Throughout the year, UNIQLO Tate Play organizes participatory art commissions and offers free activities to families visiting Tate Modern, encouraging people of all ages to play together and be creative. The program is always accessible to all, inspired by the belief that art and play are for everyone. Since its launch in 2021, it has commissioned large-scale projects from renowned artists including Rasheed Araeen, Yayoi Kusama and Ei Arakawa, enjoyed by over 400.000 people.
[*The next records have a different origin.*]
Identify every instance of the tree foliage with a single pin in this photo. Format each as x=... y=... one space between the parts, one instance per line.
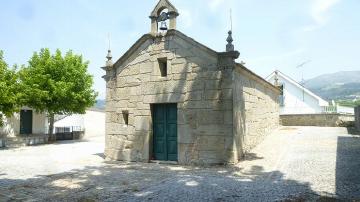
x=9 y=90
x=57 y=84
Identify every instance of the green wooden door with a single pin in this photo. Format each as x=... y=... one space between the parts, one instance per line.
x=165 y=132
x=25 y=122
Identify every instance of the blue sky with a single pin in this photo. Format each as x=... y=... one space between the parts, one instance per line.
x=270 y=34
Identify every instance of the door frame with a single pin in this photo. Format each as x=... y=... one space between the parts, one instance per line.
x=152 y=135
x=21 y=131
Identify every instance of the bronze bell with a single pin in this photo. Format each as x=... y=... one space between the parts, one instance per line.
x=163 y=26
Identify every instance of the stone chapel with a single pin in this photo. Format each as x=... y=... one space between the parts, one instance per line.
x=171 y=98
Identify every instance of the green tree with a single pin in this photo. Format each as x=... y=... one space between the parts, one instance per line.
x=9 y=90
x=57 y=84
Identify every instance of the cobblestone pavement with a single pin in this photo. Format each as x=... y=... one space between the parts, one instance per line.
x=294 y=163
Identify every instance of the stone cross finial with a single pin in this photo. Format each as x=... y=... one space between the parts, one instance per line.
x=229 y=46
x=109 y=59
x=276 y=83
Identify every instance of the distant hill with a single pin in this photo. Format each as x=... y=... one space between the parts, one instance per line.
x=338 y=86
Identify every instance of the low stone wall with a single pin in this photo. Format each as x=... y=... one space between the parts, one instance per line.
x=36 y=140
x=323 y=120
x=357 y=117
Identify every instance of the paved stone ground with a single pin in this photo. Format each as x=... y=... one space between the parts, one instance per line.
x=295 y=163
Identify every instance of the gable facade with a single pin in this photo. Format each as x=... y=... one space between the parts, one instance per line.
x=205 y=108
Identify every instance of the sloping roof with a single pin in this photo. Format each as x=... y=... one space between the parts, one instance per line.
x=292 y=81
x=179 y=34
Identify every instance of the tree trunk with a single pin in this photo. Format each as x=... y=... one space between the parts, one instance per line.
x=52 y=136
Based on this incredible success, UNIQLO has extended its support to the program for another 5 years, from 2024 to 2029
This year it is the artist Oscar Murillo invited visitors of all ages to make their mark on a vast layered painting in the Turbine Hall, creating a collaborative work of epic proportions. The installation is inspired by Claude Monet's Water Lilies depicting his garden in Giverny, France, while building on Murillo's Surge series of works, which feature gestural strokes in oil paint that flow across the canvas like water. Visitors will enter a curved structure framed by towering canvas walls that have been populated with hundreds of hand-drawn messages and drawings from international visitors to Tate Modern. Audiences are invited to layer wavy brushstrokes onto the canvases, with their gestures coming together to create The Flooded Garden, painting in shades of deep blues, bright yellows and pinks. These ever-evolving collaborative paintings will then remain on display in the Turbine Hall for all to see.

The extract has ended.